Finance Minister Bill English says he met Moody's rating agency during a recent visit and they seemed to be focusing on the same issues as the other agencies.
That raises fears of a third downgrade for New Zealand.
The Government's credit rating was downgraded from AA+ to AA by agencies Fitch and Standard and Poor's on September 30.
Moody's currently has New Zealand's sovereign debt at AAA.
English said he had no indication when Moody's was likely to report, but it has earlier been reported that is likely before the November 26 election.
"They are caught up in the same kind of mood as the other rating agencies where they 're putting any country with debt under the microscope. I see in the last few days they've just warned France or Italy or somebody," he said.
"So the rating agencies are on the move. But they didn't give any indication of what they might think about New Zealand, but they focused on the same issues as the other agencies," English said.
"We just get on with our policy and they make their decisions.
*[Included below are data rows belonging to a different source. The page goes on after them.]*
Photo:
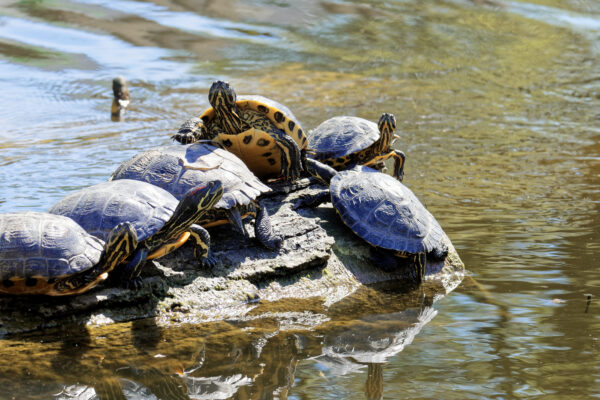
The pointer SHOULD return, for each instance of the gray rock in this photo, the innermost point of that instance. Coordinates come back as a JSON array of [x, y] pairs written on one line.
[[320, 258]]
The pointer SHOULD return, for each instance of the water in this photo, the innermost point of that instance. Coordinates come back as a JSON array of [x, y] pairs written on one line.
[[497, 104]]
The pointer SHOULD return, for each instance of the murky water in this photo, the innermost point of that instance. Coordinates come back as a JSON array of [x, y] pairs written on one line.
[[498, 108]]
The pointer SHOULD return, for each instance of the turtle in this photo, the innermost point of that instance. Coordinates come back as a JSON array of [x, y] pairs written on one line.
[[120, 99], [384, 213], [177, 168], [162, 222], [343, 142], [260, 131], [42, 253]]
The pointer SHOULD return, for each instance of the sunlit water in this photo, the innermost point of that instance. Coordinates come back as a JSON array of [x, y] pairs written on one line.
[[498, 111]]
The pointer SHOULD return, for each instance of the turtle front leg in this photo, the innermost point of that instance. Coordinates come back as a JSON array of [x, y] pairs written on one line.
[[191, 131], [264, 231], [399, 159], [129, 276], [201, 239], [291, 157]]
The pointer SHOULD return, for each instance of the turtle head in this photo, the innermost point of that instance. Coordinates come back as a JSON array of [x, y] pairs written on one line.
[[221, 96], [197, 201], [120, 244], [191, 131], [318, 170], [387, 126]]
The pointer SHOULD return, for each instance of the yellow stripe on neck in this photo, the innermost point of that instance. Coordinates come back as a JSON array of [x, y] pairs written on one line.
[[169, 247]]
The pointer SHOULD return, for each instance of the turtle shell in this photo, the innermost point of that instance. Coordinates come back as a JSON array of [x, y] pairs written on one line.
[[38, 247], [179, 168], [384, 212], [280, 115], [99, 208], [340, 136]]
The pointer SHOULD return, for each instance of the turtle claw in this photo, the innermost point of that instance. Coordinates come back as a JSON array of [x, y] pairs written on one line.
[[133, 283], [208, 262]]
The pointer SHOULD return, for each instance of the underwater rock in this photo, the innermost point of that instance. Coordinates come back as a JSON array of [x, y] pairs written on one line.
[[320, 258]]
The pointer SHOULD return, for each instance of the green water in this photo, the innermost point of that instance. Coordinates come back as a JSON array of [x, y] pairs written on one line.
[[497, 105]]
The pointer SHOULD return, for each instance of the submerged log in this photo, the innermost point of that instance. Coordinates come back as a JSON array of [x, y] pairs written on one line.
[[320, 258]]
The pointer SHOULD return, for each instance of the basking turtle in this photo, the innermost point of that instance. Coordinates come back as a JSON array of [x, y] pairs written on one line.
[[260, 131], [343, 142], [162, 222], [42, 253], [384, 213], [178, 168]]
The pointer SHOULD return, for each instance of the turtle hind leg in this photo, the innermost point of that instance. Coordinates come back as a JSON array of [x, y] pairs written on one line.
[[390, 261], [291, 156], [264, 231], [202, 253], [399, 159], [384, 259]]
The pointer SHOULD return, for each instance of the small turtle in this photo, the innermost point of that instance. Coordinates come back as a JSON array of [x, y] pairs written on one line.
[[260, 131], [384, 213], [162, 222], [42, 253], [121, 98], [178, 168], [343, 142]]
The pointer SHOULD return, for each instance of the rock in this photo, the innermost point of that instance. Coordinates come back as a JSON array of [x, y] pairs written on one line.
[[320, 258]]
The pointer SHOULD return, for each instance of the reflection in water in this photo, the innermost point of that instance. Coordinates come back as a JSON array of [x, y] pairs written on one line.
[[497, 108]]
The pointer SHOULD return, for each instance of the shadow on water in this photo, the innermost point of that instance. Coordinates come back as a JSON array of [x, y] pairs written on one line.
[[253, 357]]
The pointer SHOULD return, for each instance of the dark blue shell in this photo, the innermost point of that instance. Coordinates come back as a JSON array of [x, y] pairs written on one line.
[[99, 208], [340, 136], [384, 212], [45, 245], [179, 168]]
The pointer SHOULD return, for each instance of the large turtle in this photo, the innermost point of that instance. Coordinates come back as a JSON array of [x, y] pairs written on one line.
[[343, 142], [162, 222], [260, 131], [384, 213], [42, 253], [178, 168]]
We pointed out the same things to them as the others, which was that New Zealand's external position had improved quite a bit in the last three years."
There had been quite a shift in savings behaviour that would pay off in the current account.
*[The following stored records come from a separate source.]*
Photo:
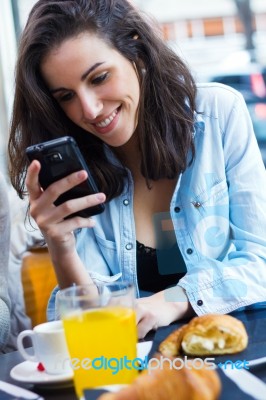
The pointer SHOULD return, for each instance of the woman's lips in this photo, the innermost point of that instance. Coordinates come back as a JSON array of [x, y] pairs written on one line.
[[107, 125]]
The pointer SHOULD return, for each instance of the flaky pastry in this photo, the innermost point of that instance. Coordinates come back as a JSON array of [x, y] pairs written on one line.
[[211, 334]]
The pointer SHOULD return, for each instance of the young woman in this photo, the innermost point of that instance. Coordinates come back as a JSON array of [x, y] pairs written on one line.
[[177, 164], [4, 254]]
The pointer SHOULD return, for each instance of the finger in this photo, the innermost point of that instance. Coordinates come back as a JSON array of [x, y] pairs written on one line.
[[146, 321], [61, 186], [32, 180]]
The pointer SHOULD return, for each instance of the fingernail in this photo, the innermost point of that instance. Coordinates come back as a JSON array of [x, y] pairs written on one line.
[[81, 174], [100, 196]]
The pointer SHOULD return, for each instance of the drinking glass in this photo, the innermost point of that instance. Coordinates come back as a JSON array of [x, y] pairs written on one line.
[[101, 333]]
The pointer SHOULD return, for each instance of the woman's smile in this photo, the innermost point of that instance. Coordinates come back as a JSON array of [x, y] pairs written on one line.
[[98, 90]]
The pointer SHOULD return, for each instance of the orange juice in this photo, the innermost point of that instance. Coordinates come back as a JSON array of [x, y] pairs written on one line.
[[99, 342]]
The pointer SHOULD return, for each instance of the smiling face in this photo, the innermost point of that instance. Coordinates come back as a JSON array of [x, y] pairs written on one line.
[[97, 88]]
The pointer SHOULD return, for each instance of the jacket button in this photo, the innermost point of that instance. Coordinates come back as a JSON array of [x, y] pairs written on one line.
[[197, 204]]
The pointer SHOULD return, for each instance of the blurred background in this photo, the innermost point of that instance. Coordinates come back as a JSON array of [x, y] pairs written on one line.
[[221, 40]]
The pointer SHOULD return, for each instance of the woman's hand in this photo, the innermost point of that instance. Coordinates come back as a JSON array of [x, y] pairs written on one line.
[[158, 310], [57, 231]]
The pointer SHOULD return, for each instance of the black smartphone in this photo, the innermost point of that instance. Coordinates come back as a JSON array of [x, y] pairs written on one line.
[[59, 158]]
On the other hand rating agencies were operating in a world sensitive to debt.
"They are looking at downgrading AAA countries, so it's a pretty different environment."
He hoped Moody's maintained their focus on government debt, and did not take the same approach as the other agencies who looked at overall external debt, because the Moody's approach had kept the country on AAA.
The Government's net debt at 20 per cent and gross debt at 36 per cent is relatively low by OECD standards, but private sector debt lifts the country's net debt to 70 per cent.